I already mentioned Karl Gruenberg. His first talk was Colloquium 46, on 26 November 1953, on “Residual properties of groups”; an astonishing fifty-three years later, his last, Colloquium 1141, was on 16 November 2006, on “The generation gap of free products”; in between, he spoke many times. This is not the last time his name occurs in the list: on 13 March 2008, Colloquium 1175 was a Karl Gruenberg memorial day, with talks by Bert Wehrfritz, Peter Kropholler, and Al Weiss.
Karl himself was one of the main reasons for the preservation of this extraordinary record. I don’t know where he had got them from, but he passed on to me a paper file with all speakers and titles up to that point. I transferred them to the Web (they are here, take a look), and with the help of Colloquium organisers since then, I have kept the records going.
My copy-typing is less than perfect, and there are certainly some misprints in the files! There are also (very) few gaps, and some inconsistencies (such as whether two talks on the same day count as one meeting of the Colloquium or two).
One innovation I have made is that, when a speaker provides an abstract, this is also kept on the web page.
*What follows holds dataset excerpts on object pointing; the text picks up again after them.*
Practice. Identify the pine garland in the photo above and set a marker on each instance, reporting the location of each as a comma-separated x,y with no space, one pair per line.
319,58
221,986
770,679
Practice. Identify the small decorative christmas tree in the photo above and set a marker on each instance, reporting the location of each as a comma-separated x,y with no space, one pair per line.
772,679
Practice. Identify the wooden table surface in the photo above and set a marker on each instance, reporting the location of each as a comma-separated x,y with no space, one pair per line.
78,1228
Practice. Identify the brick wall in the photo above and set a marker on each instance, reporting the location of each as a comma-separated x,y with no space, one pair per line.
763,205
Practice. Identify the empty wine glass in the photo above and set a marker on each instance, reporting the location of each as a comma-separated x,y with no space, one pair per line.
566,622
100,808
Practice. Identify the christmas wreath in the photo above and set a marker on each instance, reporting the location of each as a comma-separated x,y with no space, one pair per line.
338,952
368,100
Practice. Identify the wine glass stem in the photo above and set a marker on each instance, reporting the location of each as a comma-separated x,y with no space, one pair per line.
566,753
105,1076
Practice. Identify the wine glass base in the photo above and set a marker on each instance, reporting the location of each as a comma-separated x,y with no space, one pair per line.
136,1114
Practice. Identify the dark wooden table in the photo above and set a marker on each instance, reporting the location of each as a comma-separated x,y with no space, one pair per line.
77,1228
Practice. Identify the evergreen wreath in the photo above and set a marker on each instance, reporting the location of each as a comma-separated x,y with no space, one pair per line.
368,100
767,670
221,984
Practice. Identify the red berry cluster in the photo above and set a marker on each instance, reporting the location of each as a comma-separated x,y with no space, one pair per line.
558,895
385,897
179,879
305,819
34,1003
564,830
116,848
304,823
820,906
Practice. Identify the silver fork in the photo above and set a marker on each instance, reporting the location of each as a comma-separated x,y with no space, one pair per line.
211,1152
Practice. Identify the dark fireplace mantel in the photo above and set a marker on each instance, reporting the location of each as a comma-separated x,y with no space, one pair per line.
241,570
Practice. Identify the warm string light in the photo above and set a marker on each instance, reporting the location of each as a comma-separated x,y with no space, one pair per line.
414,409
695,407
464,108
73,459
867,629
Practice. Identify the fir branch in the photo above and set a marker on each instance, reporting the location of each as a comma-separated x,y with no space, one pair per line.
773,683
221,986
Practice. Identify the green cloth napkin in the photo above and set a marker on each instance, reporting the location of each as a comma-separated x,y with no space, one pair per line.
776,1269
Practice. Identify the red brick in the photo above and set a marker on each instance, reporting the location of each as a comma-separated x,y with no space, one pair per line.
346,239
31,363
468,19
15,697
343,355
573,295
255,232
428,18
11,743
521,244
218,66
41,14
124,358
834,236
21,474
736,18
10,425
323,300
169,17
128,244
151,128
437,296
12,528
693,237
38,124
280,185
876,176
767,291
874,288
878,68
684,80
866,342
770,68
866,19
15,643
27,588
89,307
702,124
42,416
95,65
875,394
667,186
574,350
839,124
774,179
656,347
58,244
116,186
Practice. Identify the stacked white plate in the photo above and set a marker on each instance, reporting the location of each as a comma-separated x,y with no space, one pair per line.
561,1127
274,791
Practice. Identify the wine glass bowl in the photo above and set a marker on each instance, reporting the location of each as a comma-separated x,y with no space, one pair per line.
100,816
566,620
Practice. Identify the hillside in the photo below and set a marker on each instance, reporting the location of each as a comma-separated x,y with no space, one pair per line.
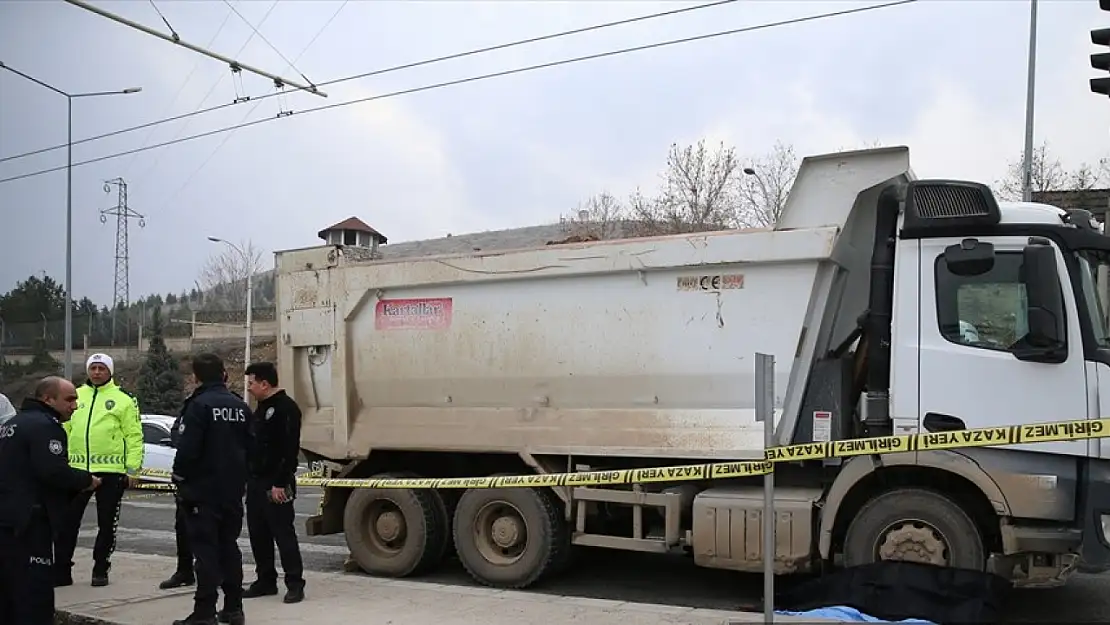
127,373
The first abstract in the collection is of number 1094, Rob Wilson’s talk “Finite groups with small automorphism groups” on 7 October 2004.
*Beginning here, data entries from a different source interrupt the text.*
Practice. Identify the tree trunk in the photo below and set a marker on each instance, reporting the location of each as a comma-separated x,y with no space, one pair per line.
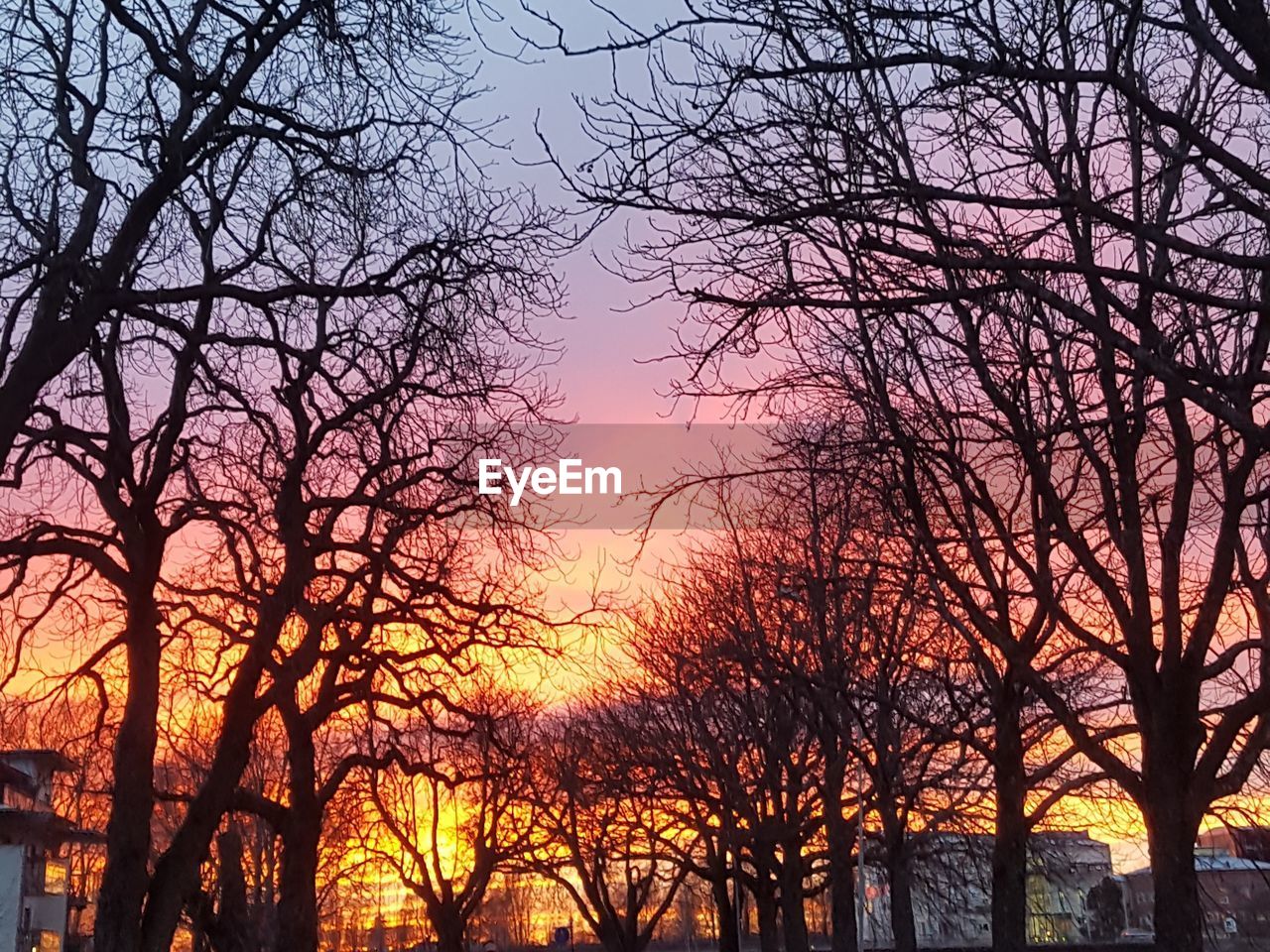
449,929
177,871
793,911
902,927
127,832
1179,916
765,909
298,887
232,920
724,907
1010,844
842,879
302,835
It is a matter of regret that no information other than name, title and date is available before this. I would very much like to know what some of those early talks covered (for example, number 10, “Inequalities associated with permutation groups” by R. Rado). Once I was emailed by a historian of mathematics asking what the contents of a particular talk had been, and had to reply that I had no idea. But in some cases it is easy to guess: for example, number 109, Dr J. A. Green (Manchester) on “Vertices of modules over a finite group”; number 173, by Professor D. R. Hughes (University of Michigan) on “t-designs”; or number 194, by Professor G. Higman (Oxford) on “The non-existence of certain generalized polygons”.
The London Algebra Colloquium, as its name says, was inter-collegiate. While most departmental seminars started at 4.30, the LAC always began at 4.45, to give people travelling from other colleges a bit longer to get there.
My first “proper” job was at Bedford College in 1974. I shared an office with Warren Dicks; he and I would set off on Thursday afternoons to walk to the Colloquium, in King’s or University College or wherever it happened to be that term.
The University of London has probably changed far more than the LAC in 61 years. The algebraists at King’s decided at a certain point that they were really number theorists, and started up their own seminar; Bedford, Westfield, Queen Elizabeth and Chelsea Colleges ceased to exist, being swallowed up by larger institutions; Imperial left the University (though continue to host the Colloquium in the spring semester); City University has, in some sense, joined, though they do not yet host the Colloquium. So at present it alternates between Queen Mary and Imperial.
The LAC records will outlast me. Sooner or later, someone else will take them over, and maybe make some changes. One day, every talk will be filmed and the videos will be available directly from the list. Who knows what else will change?